El cuadro merengue, que no tuvo a su gran estrella Cristiano Ronaldo, encontró en Gareth Bale y Ángel di María a sus jugadores más desequilibrantes del encuentro.
Si bien Barcelona comenzó controlando el balón, fue el Real Madrid el que abrió el marcador. A los 10 minutos el argentino Di María recibió un buen pase de Benzema y corrió rápidamente al área rival, se quitó la marca de un rival y remató de gran manera ante la salida de Pinta.
Real Madrid no bajó las revoluciones y continuó atacando. Di María intentaba a cada momento por las bandas, y los laterales del Barcelona sufrían para poder detenerlo. Pinto, portero blaugrana, no era garantía en el arco, y esto aprovecha bien el Madrid rematando desde fuera del área.

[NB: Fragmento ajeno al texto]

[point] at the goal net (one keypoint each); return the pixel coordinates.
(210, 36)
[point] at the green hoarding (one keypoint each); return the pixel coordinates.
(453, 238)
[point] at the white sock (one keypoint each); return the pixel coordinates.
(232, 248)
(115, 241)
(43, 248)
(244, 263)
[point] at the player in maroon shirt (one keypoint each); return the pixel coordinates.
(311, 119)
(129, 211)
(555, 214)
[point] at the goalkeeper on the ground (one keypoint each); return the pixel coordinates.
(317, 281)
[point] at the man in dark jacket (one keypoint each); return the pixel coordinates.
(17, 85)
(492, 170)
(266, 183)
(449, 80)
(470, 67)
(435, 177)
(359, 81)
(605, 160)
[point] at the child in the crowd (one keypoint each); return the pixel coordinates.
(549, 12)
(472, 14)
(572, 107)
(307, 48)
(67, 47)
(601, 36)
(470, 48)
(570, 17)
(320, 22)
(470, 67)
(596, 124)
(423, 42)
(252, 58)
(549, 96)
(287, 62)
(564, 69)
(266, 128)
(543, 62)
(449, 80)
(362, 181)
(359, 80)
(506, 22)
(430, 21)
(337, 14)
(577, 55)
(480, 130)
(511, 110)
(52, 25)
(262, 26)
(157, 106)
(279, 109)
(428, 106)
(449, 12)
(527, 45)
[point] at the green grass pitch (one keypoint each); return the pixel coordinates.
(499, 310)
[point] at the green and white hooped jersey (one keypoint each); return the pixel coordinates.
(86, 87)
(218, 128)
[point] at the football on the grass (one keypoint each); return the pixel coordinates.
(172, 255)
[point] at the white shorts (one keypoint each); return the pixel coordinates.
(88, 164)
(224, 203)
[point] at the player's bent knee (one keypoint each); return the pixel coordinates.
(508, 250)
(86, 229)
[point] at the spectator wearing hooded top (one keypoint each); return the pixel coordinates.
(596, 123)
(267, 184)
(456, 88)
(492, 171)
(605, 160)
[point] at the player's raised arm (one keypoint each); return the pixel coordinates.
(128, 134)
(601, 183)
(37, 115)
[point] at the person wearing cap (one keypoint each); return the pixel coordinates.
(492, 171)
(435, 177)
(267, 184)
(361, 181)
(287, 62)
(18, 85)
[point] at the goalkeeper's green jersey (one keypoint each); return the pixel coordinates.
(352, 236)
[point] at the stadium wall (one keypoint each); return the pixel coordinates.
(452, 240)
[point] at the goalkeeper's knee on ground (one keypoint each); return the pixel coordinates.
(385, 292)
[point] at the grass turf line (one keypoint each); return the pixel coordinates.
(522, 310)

En la segunda mitad el guión fue el mismo. Real Madrid continuaba con las acciones de peligro, mientras Barcelona era el que controlaba el balón. El joven Marc Bartra, ante la desaparición de Lionel Messi en el encuentro, se puso el equipo al hombro y fue así, que a los 72’, logró empatar de cabeza el marcador tras un tiro de esquina.

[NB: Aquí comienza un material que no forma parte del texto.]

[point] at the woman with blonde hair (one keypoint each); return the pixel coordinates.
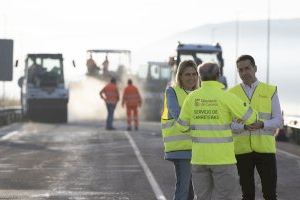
(178, 145)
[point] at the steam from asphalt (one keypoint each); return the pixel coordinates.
(85, 103)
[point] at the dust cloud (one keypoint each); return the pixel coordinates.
(85, 103)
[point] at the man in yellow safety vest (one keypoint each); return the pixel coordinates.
(206, 116)
(255, 144)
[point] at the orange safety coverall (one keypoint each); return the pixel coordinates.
(132, 99)
(111, 93)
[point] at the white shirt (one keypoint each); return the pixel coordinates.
(276, 120)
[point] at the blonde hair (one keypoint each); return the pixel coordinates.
(182, 66)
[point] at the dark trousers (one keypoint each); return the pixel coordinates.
(265, 163)
(184, 185)
(110, 115)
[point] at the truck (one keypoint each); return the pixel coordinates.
(107, 63)
(199, 53)
(44, 96)
(158, 75)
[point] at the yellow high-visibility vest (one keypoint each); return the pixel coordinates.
(208, 112)
(174, 140)
(263, 140)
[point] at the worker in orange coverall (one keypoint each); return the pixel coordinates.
(132, 100)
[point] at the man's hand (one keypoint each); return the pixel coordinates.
(255, 126)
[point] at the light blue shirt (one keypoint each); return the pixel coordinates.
(276, 120)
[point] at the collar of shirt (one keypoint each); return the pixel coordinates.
(250, 89)
(212, 84)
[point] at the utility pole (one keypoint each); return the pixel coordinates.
(268, 42)
(237, 35)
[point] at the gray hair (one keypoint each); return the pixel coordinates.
(182, 66)
(209, 71)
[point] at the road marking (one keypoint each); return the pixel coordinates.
(155, 187)
(9, 135)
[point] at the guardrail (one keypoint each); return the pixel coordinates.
(292, 129)
(9, 115)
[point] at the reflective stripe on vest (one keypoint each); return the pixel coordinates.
(206, 127)
(182, 123)
(212, 140)
(265, 116)
(167, 124)
(258, 132)
(174, 138)
(248, 114)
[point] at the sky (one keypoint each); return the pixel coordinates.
(38, 25)
(72, 27)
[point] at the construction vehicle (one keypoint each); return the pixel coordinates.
(158, 75)
(199, 53)
(44, 96)
(153, 78)
(106, 63)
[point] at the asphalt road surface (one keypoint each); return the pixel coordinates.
(82, 161)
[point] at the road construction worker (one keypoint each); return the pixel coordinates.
(91, 65)
(132, 100)
(206, 116)
(177, 144)
(105, 65)
(110, 94)
(255, 144)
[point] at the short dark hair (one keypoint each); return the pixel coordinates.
(113, 80)
(129, 81)
(246, 57)
(209, 71)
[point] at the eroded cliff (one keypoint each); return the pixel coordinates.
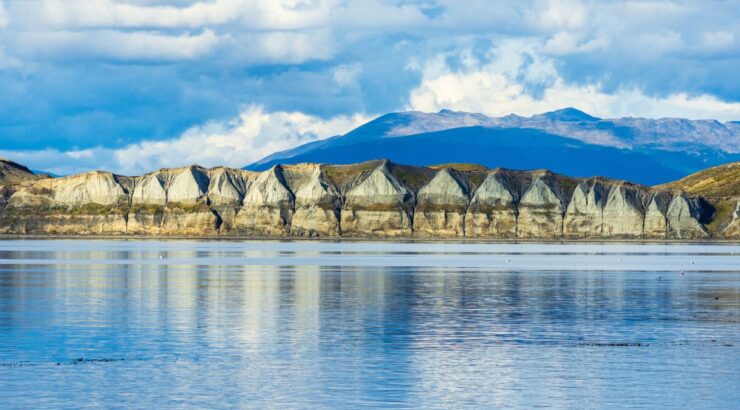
(371, 199)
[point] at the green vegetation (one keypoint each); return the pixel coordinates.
(723, 210)
(461, 167)
(717, 182)
(413, 177)
(343, 175)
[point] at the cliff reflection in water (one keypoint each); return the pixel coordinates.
(190, 322)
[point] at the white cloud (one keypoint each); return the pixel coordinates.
(568, 43)
(500, 87)
(346, 74)
(285, 46)
(118, 45)
(68, 14)
(561, 14)
(239, 142)
(718, 40)
(3, 16)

Muy cerca del final, a los 84 minutos, apareció el galés Gareth Bale con una espectacular corrida desde su propia cancha. Bale se quitó la marca de Bartra y remató espléndidamente ante la salida de Pinta, desatando la euforia de los hinchas merengues. Cuando el encuentro finalizaba Neymar estrellaba un remate en el palo.